A power series expansion allows us to express functions as infinite sums of terms based on powers of a variable. In essence, we can express a function in a similar way to polynomials. This is particularly useful for approximating complex functions and performing analysis in calculus.

A Taylor series is a form of power series expansion that approximates a function near a specific point, known as the center, typically denoted by \(a\). The formula for a Taylor series centered at \(a\) is:

• \( f(x) = \sum_{n=0}^{\infty} \frac{f^{(n)}(a)}{n!}(x-a)^n \)

Each term in the series involves the derivatives of the function at the center \(a\), which makes it suitable for calculating function values very close to \(a\).

Using power series helps simplify complex functions such as \(e^x\), trigonometric functions, and the natural logarithm, which might otherwise be challenging to deal with directly.

The natural logarithm, denoted as \( \ln x \), is a fundamental mathematical function linking various areas of mathematics, from algebra to calculus. It is the logarithm to the base \(e\), where \(e\) is an irrational constant approximately equal to 2.718.

The natural logarithm comes into play extensively in calculus for its simple derivative and integral properties:

• The derivative of \( \ln x \) is \( \frac{1}{x} \).
• Its integral leads to natural growth functions seen in many scientific fields.

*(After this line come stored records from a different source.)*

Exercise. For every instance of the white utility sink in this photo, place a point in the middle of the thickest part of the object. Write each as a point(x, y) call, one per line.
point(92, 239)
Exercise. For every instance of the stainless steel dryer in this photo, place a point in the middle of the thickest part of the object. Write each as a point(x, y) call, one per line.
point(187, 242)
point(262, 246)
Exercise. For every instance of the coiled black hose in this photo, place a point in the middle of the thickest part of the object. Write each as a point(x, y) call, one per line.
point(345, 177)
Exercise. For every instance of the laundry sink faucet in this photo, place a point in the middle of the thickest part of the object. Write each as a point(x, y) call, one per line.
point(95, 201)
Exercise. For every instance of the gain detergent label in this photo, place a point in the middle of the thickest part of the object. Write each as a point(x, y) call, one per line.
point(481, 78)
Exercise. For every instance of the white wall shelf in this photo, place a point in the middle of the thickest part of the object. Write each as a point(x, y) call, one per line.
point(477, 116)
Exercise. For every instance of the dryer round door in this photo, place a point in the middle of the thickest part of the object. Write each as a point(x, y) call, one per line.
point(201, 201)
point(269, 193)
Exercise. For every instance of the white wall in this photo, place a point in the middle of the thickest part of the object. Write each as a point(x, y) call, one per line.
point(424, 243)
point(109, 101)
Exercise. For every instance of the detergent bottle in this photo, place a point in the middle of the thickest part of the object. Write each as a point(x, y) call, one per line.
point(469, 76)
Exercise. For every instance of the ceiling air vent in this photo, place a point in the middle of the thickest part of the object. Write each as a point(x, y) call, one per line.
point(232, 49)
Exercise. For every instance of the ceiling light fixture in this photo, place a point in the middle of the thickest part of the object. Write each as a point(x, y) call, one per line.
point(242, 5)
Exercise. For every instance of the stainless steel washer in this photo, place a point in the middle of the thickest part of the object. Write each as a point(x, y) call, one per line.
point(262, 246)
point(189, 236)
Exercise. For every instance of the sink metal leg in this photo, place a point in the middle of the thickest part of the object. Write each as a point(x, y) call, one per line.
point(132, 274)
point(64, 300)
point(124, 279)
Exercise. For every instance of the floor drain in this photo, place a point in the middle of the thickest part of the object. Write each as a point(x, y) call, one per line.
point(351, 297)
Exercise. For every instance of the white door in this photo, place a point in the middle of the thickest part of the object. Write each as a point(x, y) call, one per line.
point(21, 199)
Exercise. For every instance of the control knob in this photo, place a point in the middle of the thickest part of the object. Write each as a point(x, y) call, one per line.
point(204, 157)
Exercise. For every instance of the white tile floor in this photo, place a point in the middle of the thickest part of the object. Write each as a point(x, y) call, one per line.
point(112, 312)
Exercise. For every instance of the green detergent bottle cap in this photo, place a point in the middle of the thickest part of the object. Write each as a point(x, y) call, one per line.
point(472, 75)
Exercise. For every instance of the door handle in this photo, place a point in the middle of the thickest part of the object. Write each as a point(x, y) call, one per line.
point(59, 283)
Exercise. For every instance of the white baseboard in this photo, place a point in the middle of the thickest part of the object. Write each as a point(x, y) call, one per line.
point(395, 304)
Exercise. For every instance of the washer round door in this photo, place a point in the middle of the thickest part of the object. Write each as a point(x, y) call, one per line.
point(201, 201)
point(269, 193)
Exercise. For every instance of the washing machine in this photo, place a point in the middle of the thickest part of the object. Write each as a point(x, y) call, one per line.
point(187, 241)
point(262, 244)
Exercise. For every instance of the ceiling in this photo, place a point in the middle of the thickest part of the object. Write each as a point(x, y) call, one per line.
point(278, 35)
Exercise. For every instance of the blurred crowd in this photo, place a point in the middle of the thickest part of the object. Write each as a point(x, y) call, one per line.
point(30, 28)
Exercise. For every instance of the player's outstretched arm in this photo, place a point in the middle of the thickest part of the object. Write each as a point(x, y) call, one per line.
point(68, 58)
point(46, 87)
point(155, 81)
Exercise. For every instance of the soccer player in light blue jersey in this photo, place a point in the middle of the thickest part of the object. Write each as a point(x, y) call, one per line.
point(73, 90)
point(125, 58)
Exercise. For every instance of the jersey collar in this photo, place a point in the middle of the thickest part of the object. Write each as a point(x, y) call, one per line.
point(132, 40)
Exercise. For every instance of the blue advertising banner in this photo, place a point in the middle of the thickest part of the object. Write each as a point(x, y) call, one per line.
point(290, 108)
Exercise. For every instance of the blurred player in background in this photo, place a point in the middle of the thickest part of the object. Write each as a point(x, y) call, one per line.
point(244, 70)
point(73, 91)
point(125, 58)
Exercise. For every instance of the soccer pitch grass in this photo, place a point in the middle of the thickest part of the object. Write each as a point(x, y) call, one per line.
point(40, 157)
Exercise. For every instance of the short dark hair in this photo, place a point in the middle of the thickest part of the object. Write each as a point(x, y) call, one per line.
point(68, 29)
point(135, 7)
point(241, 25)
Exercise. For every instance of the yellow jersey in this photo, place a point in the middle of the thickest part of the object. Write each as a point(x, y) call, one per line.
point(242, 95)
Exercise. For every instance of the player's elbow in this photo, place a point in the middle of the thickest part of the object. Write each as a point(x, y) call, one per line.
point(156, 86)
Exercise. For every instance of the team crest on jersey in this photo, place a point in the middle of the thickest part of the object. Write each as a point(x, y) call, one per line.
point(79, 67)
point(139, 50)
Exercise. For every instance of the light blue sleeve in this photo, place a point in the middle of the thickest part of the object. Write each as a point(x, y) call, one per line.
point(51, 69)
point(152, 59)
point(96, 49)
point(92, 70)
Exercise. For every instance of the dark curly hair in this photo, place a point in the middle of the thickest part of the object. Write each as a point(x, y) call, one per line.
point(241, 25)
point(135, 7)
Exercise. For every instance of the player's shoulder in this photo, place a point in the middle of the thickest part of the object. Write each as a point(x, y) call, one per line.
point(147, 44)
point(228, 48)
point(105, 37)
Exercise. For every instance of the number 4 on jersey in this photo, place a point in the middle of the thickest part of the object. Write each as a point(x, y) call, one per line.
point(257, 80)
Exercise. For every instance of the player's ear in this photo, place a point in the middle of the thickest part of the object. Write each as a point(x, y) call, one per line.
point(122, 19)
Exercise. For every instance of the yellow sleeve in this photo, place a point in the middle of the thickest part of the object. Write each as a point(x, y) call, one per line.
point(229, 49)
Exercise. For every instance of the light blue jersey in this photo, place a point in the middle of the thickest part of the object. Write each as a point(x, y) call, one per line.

When examining functions like \( \ln x \), power series like Taylor series become an essential tool. They allow us to expand \( \ln x \) around specific points, like \( a = 2 \) in the exercise, to make computation simpler and to analyze behavior around that point.

Understanding the natural logarithm deeply enhances comprehension of exponential growth and decay, making it vital for fields like economics, physics, and biology.

Derivatives measure the rate at which a function changes as its input changes. They're a cornerstone of calculus and are essential in forming a Taylor series.

To find a Taylor series for a function, we need to compute its derivatives at a specific point \(a\). For our function \(f(x) = \ln x \), we compute several derivatives:

• The first derivative: \( f'(x) = \frac{1}{x} \)
• The second derivative: \( f''(x) = -\frac{1}{x^2} \)
• The third derivative: \( f^{(3)}(x) = \frac{2}{x^3} \), and so on.

Each derivative tells us something about the function's behavior. For instance, the first derivative provides information on the slope of the tangent line to the function at any point.

These derivatives are evaluated at our chosen center \(a = 2\) in this problem. They are then used in the Taylor series formula to approximate the function's value at points near \(x = 2\). Understanding derivatives is crucial for reasoning about changes in function behavior, optimization problems, and many applications beyond mathematics.